According to the bulletin, “CFPB advisory experience has observed that some card issuers do not adequately convey in their marketing materials that a consumer who accepts such a promotional offer will lose his grace period on new purchases if he does not pay the entire statement balance, including the total amount subject to the promotional APR, by the payment due date.”  The CFPB describes “affected consumers” as those “who maintain a grace period on purchases by paying their full statement balance by the payment due date each month, accept the promotional offer, and then continue to make purchases using the credit card.” 

The bulletin warns that issuers risk engaging in deceptive advertising practices by giving affected consumers the impression that the only cost of obtaining the promotional APR will be the transaction fee set forth in the tabular Reg Z disclosure or the promotional APR will be the only rate at which the consumer will incur interest charges.  The CFPB states that it has found that “one or more card issuers” did not adequately convey that a promotional offer came with an additional contingent cost to affected consumers—namely that the consumer must repay the entire balance (both the promotional balance and any new purchase balance) by the statement due date to avoid paying interest on new purchases.  According to the CFPB, “the absence of clear language [about the loss of the grace period for affected consumers] placed in a prominent location” could cause reasonable consumers to be misled about card costs.   

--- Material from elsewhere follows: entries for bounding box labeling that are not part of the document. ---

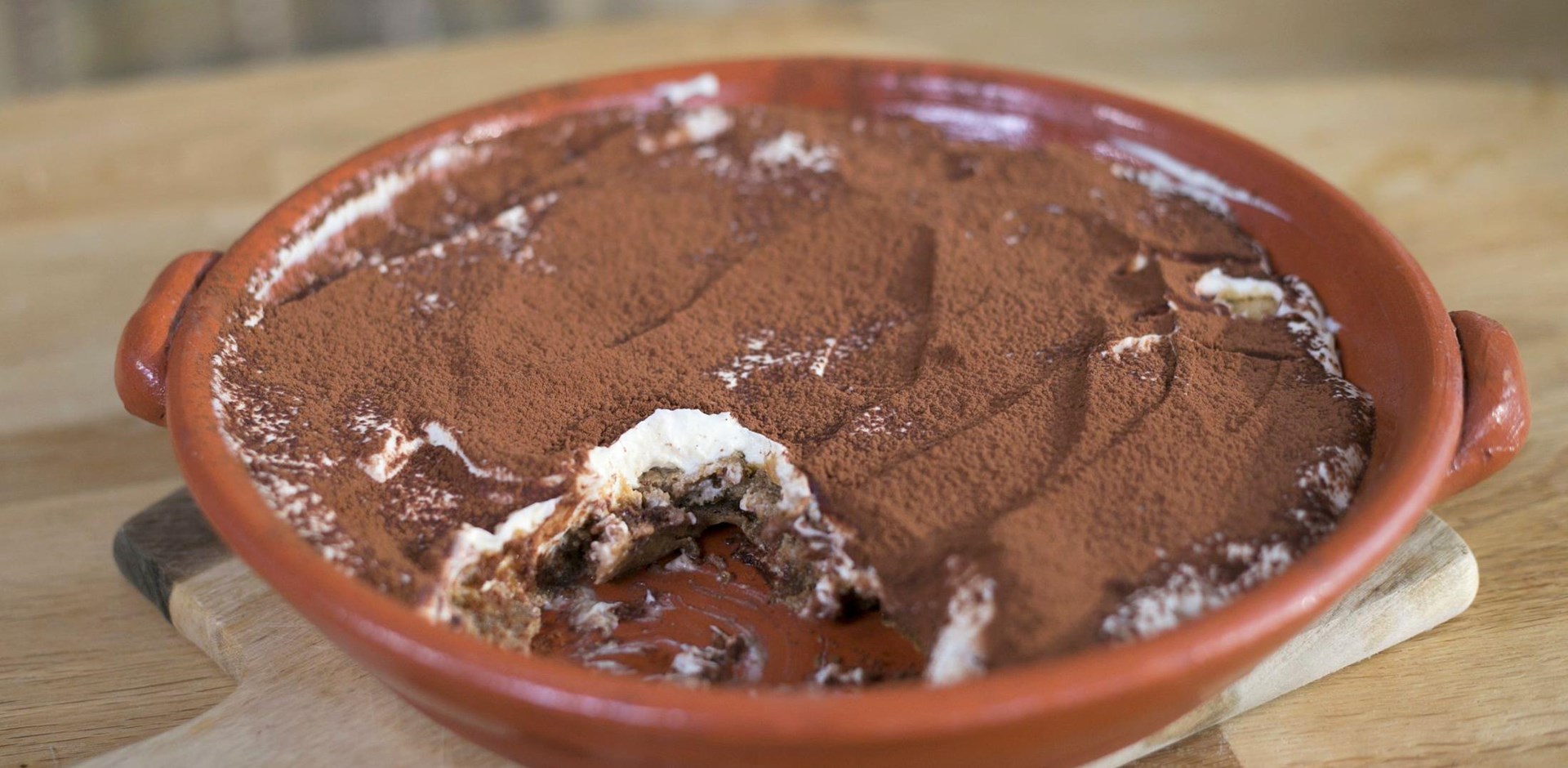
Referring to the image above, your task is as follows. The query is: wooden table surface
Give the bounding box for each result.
[0,0,1568,765]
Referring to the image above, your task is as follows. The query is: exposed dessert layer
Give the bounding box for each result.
[213,78,1372,681]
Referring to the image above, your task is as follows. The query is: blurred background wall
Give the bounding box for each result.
[0,0,849,99]
[0,0,1568,102]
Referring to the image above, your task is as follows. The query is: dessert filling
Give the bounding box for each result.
[212,75,1374,686]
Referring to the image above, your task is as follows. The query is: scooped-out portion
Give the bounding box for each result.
[212,77,1374,686]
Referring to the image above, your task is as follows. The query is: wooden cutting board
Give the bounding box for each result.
[89,490,1477,766]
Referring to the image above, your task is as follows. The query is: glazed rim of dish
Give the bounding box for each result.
[167,58,1463,743]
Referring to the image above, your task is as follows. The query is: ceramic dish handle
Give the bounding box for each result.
[114,251,220,426]
[1438,312,1530,498]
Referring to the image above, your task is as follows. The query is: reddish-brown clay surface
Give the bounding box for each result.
[116,60,1529,766]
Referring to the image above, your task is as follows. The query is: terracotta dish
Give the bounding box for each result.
[114,60,1529,768]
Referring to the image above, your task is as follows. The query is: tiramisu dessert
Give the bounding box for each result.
[212,77,1372,685]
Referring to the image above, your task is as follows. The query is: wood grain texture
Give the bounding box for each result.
[0,0,1568,765]
[92,492,1476,768]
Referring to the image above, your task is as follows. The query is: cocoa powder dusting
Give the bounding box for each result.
[215,96,1372,676]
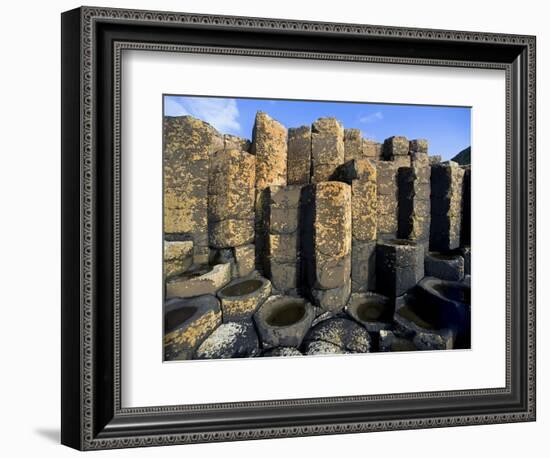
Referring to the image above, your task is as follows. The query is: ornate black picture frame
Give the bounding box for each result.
[61,7,536,450]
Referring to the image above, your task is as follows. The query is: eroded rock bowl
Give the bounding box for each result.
[166,263,231,299]
[218,277,271,323]
[164,295,221,361]
[346,293,393,332]
[254,296,315,348]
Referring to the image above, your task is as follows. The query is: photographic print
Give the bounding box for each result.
[159,94,472,361]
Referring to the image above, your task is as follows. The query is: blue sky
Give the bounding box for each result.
[164,95,470,159]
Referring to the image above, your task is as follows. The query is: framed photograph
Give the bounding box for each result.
[61,7,536,450]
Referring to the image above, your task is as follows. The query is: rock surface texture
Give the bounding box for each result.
[430,161,464,251]
[311,118,345,183]
[163,116,224,263]
[312,181,352,311]
[163,112,477,361]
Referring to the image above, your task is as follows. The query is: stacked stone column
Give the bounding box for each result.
[376,239,424,298]
[430,161,464,252]
[287,126,311,184]
[311,181,352,312]
[251,111,288,272]
[460,165,472,246]
[265,185,302,295]
[163,116,224,263]
[398,160,431,246]
[311,118,345,183]
[376,161,399,240]
[362,138,384,161]
[384,136,411,167]
[460,165,472,275]
[208,149,256,257]
[344,129,363,162]
[337,159,378,292]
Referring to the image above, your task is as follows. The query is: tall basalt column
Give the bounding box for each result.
[398,163,431,245]
[384,136,411,167]
[251,111,288,271]
[208,149,256,248]
[376,239,425,298]
[430,161,464,252]
[287,126,311,184]
[264,185,302,295]
[336,159,378,292]
[376,161,399,240]
[362,138,384,161]
[311,181,352,312]
[163,116,224,263]
[460,165,472,246]
[409,138,430,166]
[311,118,344,183]
[344,129,363,162]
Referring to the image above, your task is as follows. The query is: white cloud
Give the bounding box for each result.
[165,97,241,134]
[359,111,384,124]
[164,97,189,116]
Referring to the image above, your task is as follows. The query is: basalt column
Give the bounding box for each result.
[398,161,431,246]
[251,111,288,271]
[460,165,472,275]
[384,136,411,167]
[287,126,311,184]
[311,118,344,183]
[163,116,224,263]
[337,159,378,292]
[362,138,384,161]
[430,161,464,251]
[311,181,352,312]
[344,129,363,162]
[208,149,256,249]
[376,161,399,240]
[264,185,302,295]
[460,165,472,246]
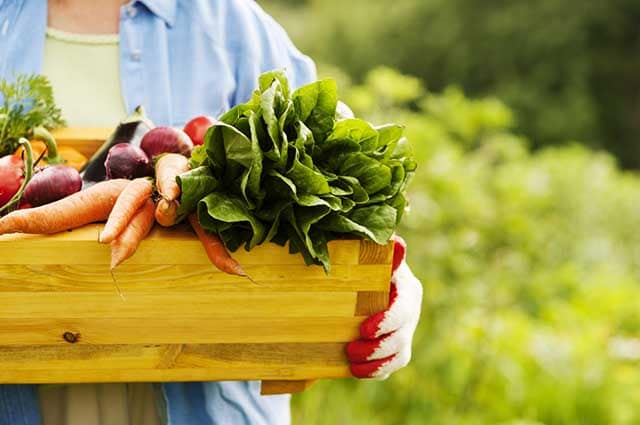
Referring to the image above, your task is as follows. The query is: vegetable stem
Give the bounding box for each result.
[0,138,33,214]
[33,126,64,165]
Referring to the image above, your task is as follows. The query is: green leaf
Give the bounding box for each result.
[198,192,266,251]
[293,79,338,140]
[319,204,397,244]
[286,147,331,195]
[176,166,220,216]
[339,153,391,195]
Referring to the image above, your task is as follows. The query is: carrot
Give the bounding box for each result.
[98,178,153,243]
[156,153,189,201]
[189,214,247,277]
[0,179,129,235]
[111,198,154,271]
[155,199,178,227]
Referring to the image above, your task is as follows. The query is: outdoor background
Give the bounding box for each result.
[260,0,640,425]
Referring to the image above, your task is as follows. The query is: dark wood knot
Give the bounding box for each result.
[62,332,80,344]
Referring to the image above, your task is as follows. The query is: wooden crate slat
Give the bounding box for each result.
[0,260,389,294]
[0,317,364,346]
[0,363,350,384]
[0,224,360,266]
[51,127,113,158]
[0,291,357,320]
[0,129,393,394]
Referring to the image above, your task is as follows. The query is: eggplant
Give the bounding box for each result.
[81,106,154,186]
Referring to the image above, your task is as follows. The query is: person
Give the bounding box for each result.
[0,0,422,425]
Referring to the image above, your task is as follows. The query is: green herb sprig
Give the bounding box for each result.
[0,74,65,156]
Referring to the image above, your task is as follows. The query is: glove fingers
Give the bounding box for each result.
[360,263,422,339]
[346,324,415,362]
[351,347,411,379]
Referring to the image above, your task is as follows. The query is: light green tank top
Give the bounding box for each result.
[38,28,160,425]
[42,28,126,127]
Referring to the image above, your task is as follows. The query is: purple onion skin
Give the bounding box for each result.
[140,127,193,158]
[104,143,153,180]
[20,165,82,207]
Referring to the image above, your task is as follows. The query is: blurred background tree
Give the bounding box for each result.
[256,0,640,425]
[264,0,640,168]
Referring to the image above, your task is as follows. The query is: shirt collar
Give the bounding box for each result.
[132,0,178,27]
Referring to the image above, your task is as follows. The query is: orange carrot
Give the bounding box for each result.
[98,178,153,243]
[155,199,178,227]
[189,214,247,277]
[0,179,129,235]
[111,199,154,271]
[156,153,189,201]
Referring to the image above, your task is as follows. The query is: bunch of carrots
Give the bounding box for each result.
[0,153,247,277]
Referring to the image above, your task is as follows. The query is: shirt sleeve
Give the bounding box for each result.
[226,0,317,105]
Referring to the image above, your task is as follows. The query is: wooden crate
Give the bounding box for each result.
[0,130,392,394]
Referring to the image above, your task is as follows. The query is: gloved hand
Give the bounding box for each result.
[346,237,422,379]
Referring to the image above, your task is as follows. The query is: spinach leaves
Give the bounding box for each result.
[178,71,416,272]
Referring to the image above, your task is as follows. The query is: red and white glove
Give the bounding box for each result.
[346,236,422,379]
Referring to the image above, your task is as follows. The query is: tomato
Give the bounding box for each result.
[184,115,216,146]
[0,155,24,207]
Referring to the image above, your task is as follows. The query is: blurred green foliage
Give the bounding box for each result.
[293,68,640,425]
[261,0,640,168]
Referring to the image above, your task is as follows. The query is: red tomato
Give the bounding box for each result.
[184,115,216,146]
[0,155,24,207]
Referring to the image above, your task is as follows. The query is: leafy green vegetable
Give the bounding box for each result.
[0,74,65,156]
[178,71,416,271]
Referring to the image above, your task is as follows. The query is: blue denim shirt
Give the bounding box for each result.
[0,0,316,425]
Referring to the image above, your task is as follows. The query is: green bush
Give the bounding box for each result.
[293,69,640,425]
[266,0,640,168]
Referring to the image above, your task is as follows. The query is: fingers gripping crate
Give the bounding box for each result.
[0,130,393,394]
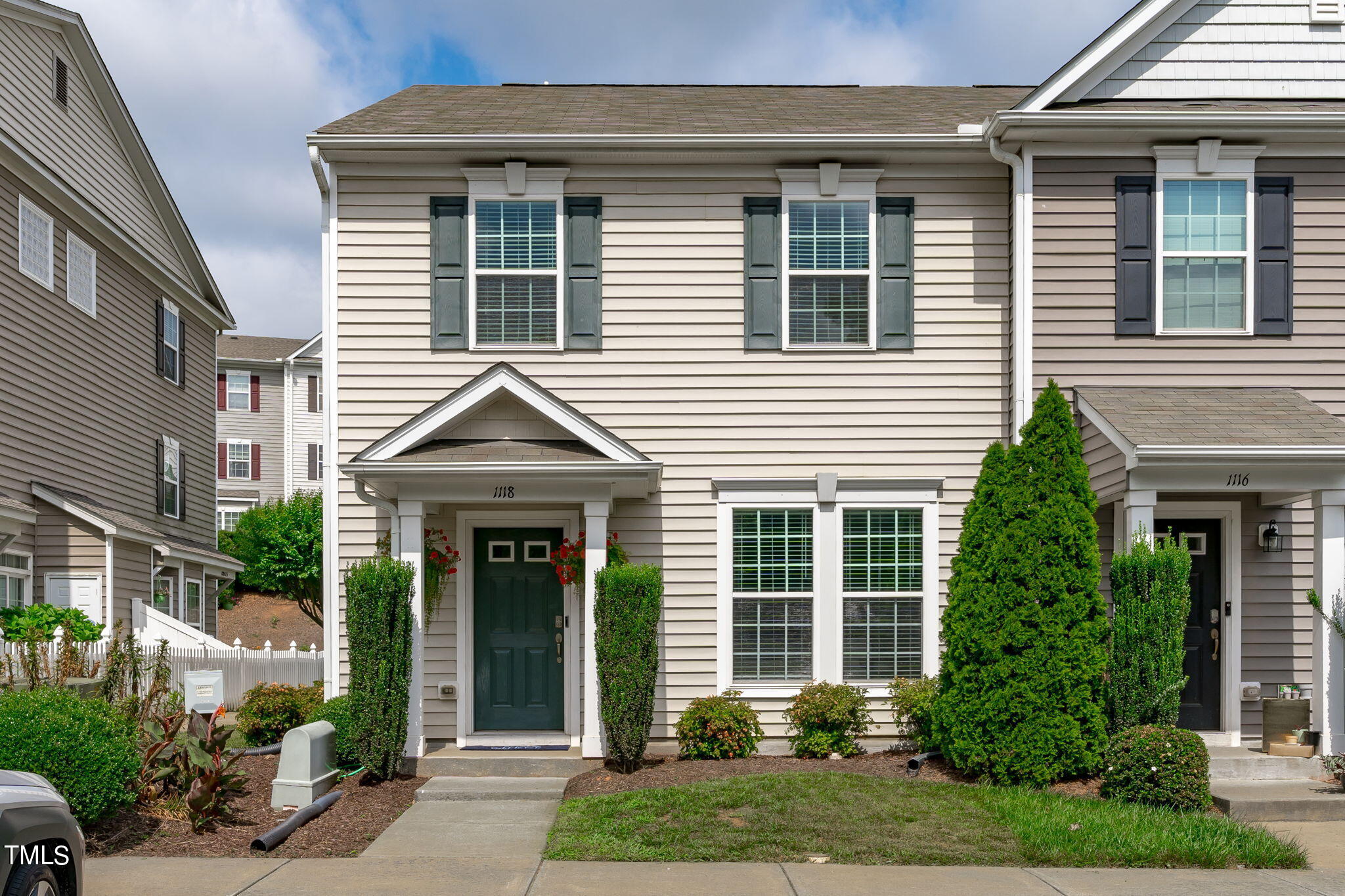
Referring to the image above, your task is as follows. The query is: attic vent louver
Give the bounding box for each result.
[51,56,70,106]
[1308,0,1345,26]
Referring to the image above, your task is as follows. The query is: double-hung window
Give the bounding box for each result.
[225,371,252,411]
[1158,177,1255,333]
[472,199,561,348]
[732,508,814,683]
[784,200,874,348]
[0,553,32,610]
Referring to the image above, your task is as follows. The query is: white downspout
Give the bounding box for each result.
[990,137,1033,442]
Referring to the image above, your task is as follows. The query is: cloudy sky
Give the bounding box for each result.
[81,0,1132,337]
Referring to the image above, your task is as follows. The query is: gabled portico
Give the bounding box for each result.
[340,364,662,756]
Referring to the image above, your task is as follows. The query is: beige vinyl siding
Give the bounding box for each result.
[0,168,215,543]
[335,161,1007,739]
[213,358,285,501]
[0,13,190,280]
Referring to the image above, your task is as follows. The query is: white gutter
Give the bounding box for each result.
[308,146,339,700]
[988,137,1033,442]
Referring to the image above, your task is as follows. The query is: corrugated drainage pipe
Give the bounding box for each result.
[248,790,342,853]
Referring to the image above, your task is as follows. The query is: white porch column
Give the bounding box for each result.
[397,501,425,756]
[1312,490,1345,756]
[580,501,611,759]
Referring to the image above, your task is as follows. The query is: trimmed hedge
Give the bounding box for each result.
[1107,534,1190,732]
[0,688,140,825]
[1101,725,1210,811]
[676,691,765,759]
[593,565,663,774]
[345,557,416,780]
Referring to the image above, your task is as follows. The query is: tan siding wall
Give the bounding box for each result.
[0,15,188,278]
[0,169,215,543]
[336,164,1007,738]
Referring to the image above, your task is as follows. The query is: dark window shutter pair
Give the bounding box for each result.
[742,196,915,349]
[430,196,603,349]
[1116,175,1294,336]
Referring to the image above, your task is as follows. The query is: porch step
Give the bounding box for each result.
[1209,779,1345,821]
[1209,747,1322,780]
[416,777,569,802]
[406,747,603,778]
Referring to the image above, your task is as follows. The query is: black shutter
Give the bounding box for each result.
[877,196,916,348]
[565,196,603,348]
[155,299,168,376]
[429,196,467,348]
[742,196,783,348]
[1116,175,1157,336]
[1252,177,1294,336]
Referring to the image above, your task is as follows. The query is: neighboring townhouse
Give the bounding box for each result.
[215,333,324,532]
[308,0,1345,756]
[0,0,241,641]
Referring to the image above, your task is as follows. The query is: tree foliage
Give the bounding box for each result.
[932,381,1109,786]
[221,490,323,625]
[1107,533,1190,732]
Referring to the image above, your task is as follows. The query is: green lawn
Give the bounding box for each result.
[546,771,1308,868]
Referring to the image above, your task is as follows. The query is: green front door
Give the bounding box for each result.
[472,529,565,731]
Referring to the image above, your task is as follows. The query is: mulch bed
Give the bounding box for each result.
[565,751,1100,800]
[85,756,425,859]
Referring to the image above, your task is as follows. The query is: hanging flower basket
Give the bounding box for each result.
[552,532,628,584]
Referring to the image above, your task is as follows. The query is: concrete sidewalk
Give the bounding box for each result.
[85,857,1345,896]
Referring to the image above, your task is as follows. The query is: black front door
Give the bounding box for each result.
[1154,520,1224,731]
[472,529,565,731]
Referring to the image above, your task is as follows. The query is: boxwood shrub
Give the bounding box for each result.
[0,688,140,825]
[676,691,765,759]
[784,681,873,759]
[1101,725,1210,811]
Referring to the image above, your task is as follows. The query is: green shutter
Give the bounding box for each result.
[565,196,603,348]
[429,196,467,348]
[877,196,916,348]
[742,196,783,348]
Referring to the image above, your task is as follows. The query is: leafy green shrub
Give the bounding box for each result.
[1107,533,1190,732]
[304,693,357,765]
[932,381,1109,787]
[676,691,765,759]
[345,557,420,780]
[593,563,663,774]
[1101,725,1210,811]
[888,675,939,750]
[0,688,140,823]
[238,684,323,747]
[784,681,873,759]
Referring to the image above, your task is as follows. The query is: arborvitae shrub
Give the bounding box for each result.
[593,565,663,773]
[345,557,418,779]
[1107,533,1190,732]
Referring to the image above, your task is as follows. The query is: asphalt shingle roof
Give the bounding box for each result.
[317,85,1032,136]
[1074,385,1345,446]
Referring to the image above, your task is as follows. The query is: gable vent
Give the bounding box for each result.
[1308,0,1345,26]
[51,56,70,106]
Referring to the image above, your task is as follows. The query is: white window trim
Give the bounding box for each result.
[716,494,940,698]
[16,195,56,291]
[66,230,99,317]
[225,371,252,412]
[468,194,565,352]
[780,195,878,352]
[225,439,253,482]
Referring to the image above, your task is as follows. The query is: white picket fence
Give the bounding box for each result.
[0,630,324,710]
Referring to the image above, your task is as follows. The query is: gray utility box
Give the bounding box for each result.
[181,669,225,716]
[271,721,340,809]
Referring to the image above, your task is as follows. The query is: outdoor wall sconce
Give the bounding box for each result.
[1260,520,1285,553]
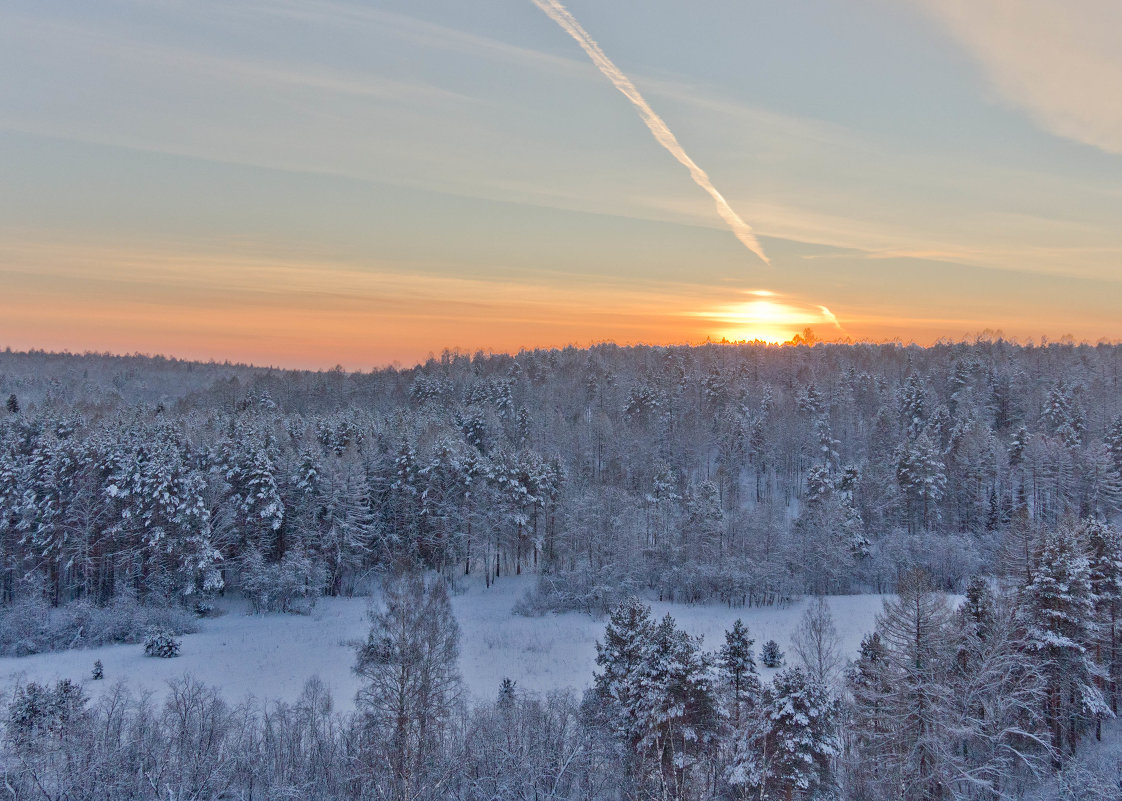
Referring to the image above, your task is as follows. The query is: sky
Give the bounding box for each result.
[0,0,1122,369]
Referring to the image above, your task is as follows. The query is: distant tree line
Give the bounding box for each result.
[0,339,1122,647]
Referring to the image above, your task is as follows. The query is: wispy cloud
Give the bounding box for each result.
[916,0,1122,154]
[533,0,771,264]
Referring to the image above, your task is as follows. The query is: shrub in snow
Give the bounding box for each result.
[144,628,180,660]
[760,639,783,668]
[241,549,327,615]
[0,595,199,656]
[7,679,88,740]
[514,564,641,617]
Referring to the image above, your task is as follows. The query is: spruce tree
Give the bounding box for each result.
[1022,520,1111,758]
[717,618,760,727]
[1079,519,1122,715]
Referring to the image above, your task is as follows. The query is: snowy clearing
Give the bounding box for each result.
[0,577,885,708]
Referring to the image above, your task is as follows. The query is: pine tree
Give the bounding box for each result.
[1022,520,1111,758]
[717,618,761,727]
[866,570,953,801]
[846,632,893,798]
[592,598,654,748]
[1077,519,1122,715]
[765,668,840,799]
[760,639,783,669]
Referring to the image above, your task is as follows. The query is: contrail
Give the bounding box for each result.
[533,0,771,265]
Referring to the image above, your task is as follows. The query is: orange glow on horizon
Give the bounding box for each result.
[0,242,1118,370]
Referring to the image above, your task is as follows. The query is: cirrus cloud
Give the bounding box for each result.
[916,0,1122,154]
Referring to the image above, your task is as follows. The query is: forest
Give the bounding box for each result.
[0,337,1122,801]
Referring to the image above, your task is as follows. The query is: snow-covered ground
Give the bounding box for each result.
[0,578,884,707]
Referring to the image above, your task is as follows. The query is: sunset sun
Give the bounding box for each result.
[692,289,840,343]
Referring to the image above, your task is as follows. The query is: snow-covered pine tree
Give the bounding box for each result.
[1021,526,1112,758]
[1078,519,1122,715]
[760,639,783,669]
[717,618,761,728]
[592,598,655,749]
[870,570,953,801]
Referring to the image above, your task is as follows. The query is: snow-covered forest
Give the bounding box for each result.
[0,340,1122,801]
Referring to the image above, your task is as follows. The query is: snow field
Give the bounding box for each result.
[0,577,885,708]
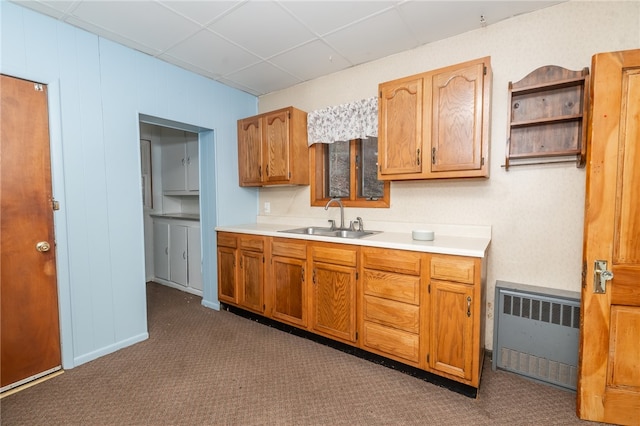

Issuers are also warned in the bulletin that they risk engaging in an abusive act or practice by failing to make reasonable efforts in their marketing materials to alert consumers to the relationship between the grace period on new purchases and accepting a promotional offer.  The CFPB indicates that by failing to provide such information, an issuer could be deemed to have taken unreasonable advantage of consumers who do not understand that the grace period for new purchases is conditioned on full payment of the promotional balance and exploited that lack of understanding to impose additional costs. 

While acknowledging in the bulletin that Reg Z does not require additional disclosures alerting consumers to the effect of accepting a promotional offer on the loss of the grace period on new purchases, the CFPB indicates that it expects issuers “to incorporate into their compliance management systems adequate measures to prevent violations of Federal consumer financial laws, including the Dodd-Frank Act’s [UDAAP prohibition].”   According to the CFPB, those steps should include (but are not limited to) ensuring not only Reg Z compliance but also clearly, prominently, and accurately describing in all marketing materials:

  • the material costs, conditions and limitations associated with promotional APR offers, and
  • the effect of promotional APR offers on the grace period for new purchases.